Ein Roboter als Segensspender
Evangelische Kirche will Diskussion über ethische Grenzen künstlicher Intelligenz anstoßen
DARMSTADT/WITTENBERG (epd) Eine Menschmaschine, die Segen spendet: Der „weltweit erste Segensroboter“hat der Evangelischen Kirche in Hessen und Nassau (EKHN) weltweite Aufmerksamkeit beschert. Doch nicht überall kam das Kunstprojekt gut an.
Die Anfragen kamen aus ganz Europa, China, Indien und den USA. Über den von einem Roboter-Konstrukteur aus Rheinland-Pfalz zum 500. Jahrestag der Reformation gebauten Apparat namens BlessU-2 berichteten Zeitungen, Onlineportale und Fernsehsender aus aller Welt. Der öffentlich-rechtliche Rundfunksender aus Irland schaltete EKHNSprecher Volker Rahn sogar in eine Livesendung zu.
Für die Weltausstellung der Reformation in Wittenberg hatte der Medienkünstler Alexander Wiedekind-Klein einen Roboter entworfen, mit dem die Landeskirche eine Diskussion über die Digitalisierung, die ethischen Grenzen künstlicher Intelligenz und die Bedeutung des Segens anstoßen wollte. BlessU-2 kann ähnlich wie ein Bankautomat über einen Touchscreen gesteuert werden. Auf Wunsch hebt er seine Metallarme und spricht – wahlweise mit männlicher oder weiblicher Stimme – ein Segenswort. Dabei kann er auch seine Augenbrauen bewegen.
Die britische Yellow Press habe aus dem Kunstprojekt die Sensationsmeldung gemacht, dass die deutschen Protestanten 500 Jahre nach Luther definitiv die Pastoren durch Roboter ersetzen, berichtet Rahn. In der Darmstädter Kirchenverwaltung wurden eilig die Pressetexte zu dem Roboter-Projekt ins Englische übersetzt. Doch nicht nur in den britischen Boulevardzeitungen und in den Kommentarbereichen ihrer Internetseiten kam das Projekt schlecht an. Ein „Priester-Roboter“sei die „Verkörperung jener neuen Werte, denen wir uns verweigern“, ätzte etwa der russische Außen- und Medienpolitiker Alexej Puschkow in einer Twitter-Meldung.

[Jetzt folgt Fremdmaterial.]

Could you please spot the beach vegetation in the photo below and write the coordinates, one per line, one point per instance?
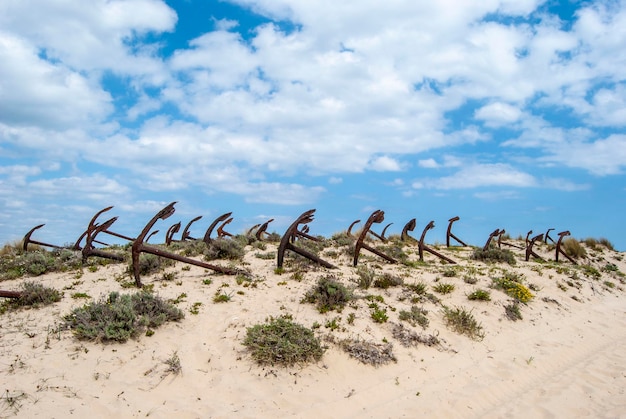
(415, 316)
(119, 317)
(368, 352)
(280, 341)
(328, 294)
(463, 322)
(493, 254)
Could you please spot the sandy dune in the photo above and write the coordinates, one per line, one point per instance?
(565, 358)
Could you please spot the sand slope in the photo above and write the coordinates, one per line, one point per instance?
(564, 359)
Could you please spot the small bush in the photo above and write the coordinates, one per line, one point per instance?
(387, 280)
(365, 277)
(121, 317)
(462, 321)
(417, 315)
(572, 248)
(494, 254)
(283, 342)
(443, 288)
(409, 338)
(512, 311)
(513, 289)
(221, 248)
(369, 352)
(328, 294)
(479, 295)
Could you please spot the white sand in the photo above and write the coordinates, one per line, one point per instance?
(566, 358)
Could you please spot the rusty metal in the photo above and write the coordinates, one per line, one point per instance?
(410, 226)
(10, 294)
(291, 232)
(140, 247)
(529, 246)
(450, 234)
(562, 235)
(186, 235)
(90, 250)
(377, 217)
(207, 236)
(495, 233)
(500, 242)
(423, 247)
(352, 225)
(151, 234)
(28, 240)
(385, 231)
(91, 227)
(220, 230)
(169, 234)
(263, 229)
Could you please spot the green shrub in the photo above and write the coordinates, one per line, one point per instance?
(415, 316)
(328, 294)
(493, 254)
(463, 322)
(121, 317)
(387, 280)
(221, 248)
(513, 289)
(365, 277)
(443, 288)
(572, 248)
(479, 295)
(369, 352)
(283, 342)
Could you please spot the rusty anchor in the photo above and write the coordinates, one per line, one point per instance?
(377, 216)
(186, 235)
(423, 247)
(493, 234)
(530, 243)
(169, 234)
(90, 250)
(92, 226)
(28, 240)
(140, 247)
(450, 234)
(222, 218)
(410, 226)
(500, 242)
(562, 235)
(263, 229)
(355, 222)
(286, 242)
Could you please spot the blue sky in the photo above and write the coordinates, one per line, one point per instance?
(509, 114)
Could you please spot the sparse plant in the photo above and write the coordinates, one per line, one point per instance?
(365, 277)
(120, 317)
(573, 249)
(443, 288)
(387, 280)
(283, 342)
(512, 311)
(479, 295)
(513, 289)
(463, 322)
(493, 254)
(416, 315)
(222, 248)
(328, 294)
(368, 352)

Die Neuigkeit vom Segensroboter verbreitet sich ungebremst in den sozialen Netzwerken. Eine von der Kirche erhoffte differenzierte Debatte über die Grenzen des technischen Fortschritts hat der provokante EKHN-Auftritt in Wittenberg bislang allerdings nicht ausgelöst. Viele Kritiker würden sich darauf beschränken, kundzutun, dass sie den Roboter hässlich finden, räumt EKHN-Sprecher Rahn ein: „Im Internet gibt es nicht die Diskussion, die wir uns gewünscht hätten.“
Nicht der Erste seiner Art
Im Gegensatz zu manch schrillen Berichten bleibt den Verantwortlichen in Darmstadt der unaufgeregt sachliche Bericht des britischen „Guardian“in guter Erinnerung. Nüchtern stellt der Artikel dann aber auch fest, BlessU-2 sei keineswegs der erste Roboter der Welt im Dienste der Religion: In einem buddhistischen Tempel am Stadtrand von Peking gebe es schon einen Roboter-Mönch, der Mantras singe und die Grundlagen des Buddhismus aufsagen könne.